Darjeeling Gets Snow Leopard From UK


Kolkata: Darjeeling zoo, left with eight female and a lone male snow leopard, has now got a male big cat from England while another from France will arrive later this year for breeding conservation programme.

Padmaja Naidu Himalayan Zoological Park (PNHZP) in the hill station of Darjeeling runs a specialised conservation breeding programme for snow leopards, an endangered species whose survival is challenged by poaching and habitat loss.

‘Makalu’, the two-year-old phantom cat from Dudley Zoological Gardens was flown in to Kolkata from UK and then taken to Darjeeling in a special air-conditioned ambulance on Saturday.

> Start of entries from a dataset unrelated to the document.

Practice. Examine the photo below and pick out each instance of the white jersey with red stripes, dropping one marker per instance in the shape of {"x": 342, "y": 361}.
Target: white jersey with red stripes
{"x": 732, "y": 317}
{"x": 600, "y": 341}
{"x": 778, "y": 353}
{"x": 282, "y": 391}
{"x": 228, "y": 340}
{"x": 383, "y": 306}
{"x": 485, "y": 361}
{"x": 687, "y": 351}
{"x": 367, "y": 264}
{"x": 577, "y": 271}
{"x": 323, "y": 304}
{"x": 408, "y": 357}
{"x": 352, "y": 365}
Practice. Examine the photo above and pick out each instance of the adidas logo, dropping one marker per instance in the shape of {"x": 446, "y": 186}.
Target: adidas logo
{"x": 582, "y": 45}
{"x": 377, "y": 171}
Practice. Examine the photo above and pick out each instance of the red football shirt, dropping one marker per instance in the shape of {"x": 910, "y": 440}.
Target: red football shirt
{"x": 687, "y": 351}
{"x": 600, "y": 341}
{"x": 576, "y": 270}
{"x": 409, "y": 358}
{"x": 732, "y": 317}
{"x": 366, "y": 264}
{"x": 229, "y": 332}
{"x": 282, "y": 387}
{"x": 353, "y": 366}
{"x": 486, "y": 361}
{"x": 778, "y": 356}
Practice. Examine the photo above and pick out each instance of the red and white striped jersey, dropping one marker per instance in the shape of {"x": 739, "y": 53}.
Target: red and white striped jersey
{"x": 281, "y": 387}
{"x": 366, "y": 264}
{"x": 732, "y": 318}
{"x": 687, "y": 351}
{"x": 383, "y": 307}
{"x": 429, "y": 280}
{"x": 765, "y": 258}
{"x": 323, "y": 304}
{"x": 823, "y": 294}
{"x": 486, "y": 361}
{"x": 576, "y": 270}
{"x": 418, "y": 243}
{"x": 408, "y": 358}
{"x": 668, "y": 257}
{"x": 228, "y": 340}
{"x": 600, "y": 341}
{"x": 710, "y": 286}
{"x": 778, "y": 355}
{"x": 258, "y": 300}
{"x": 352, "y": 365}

Zoo scientist Upashna Rai said the feline was now in quarantine at the breeding center in Topkeydara, few km away from the zoo. “After it gets adapted with the local environment we plan to start breeding,” she told PTI. Zoo director Piar Chand said poor sex ratio was hampering breeding and the Central Zoo Authority was requested to send two male snow leopards.

International Studbook Keeper in Helsinki found genetic matches between ‘Makalu’ with the resident population of the zoo and therefore it was sent here, he said. Another male of the feline species from France’s Mulhouse zoo has been identified and is expected to arrive later in the year. Snow leopard breeding in the zoo had begun in 1985 and so far it has witnessed 54 births. The last one was born in 2014.

It is estimated that there are around 3,500 to 7,000 snow leopards in the wild all around the world. The species, which is found only in high altitude areas, is hunted for its valuable fur and is very tough to spot. Once the population of the big cat is stabilised to around 20 healthy individuals at the conservation centre, there are then plans to reintroduce the captive-bred population in the wild, Mr Chand said.

Some of the female snow leopards in the zoo were born in captivity. Recently, two new enclosures have been constructed for resting and mating of the species. The centre also has four enclosures for the elusive and endangered red pandas, the director said.

Last year four baby red pandas were born and are doing fine now.  This year another red panda is expected to deliver, Mr Chand said, adding captive-born red pandas have in the past been reintroduced into the wild by the zoo authorities.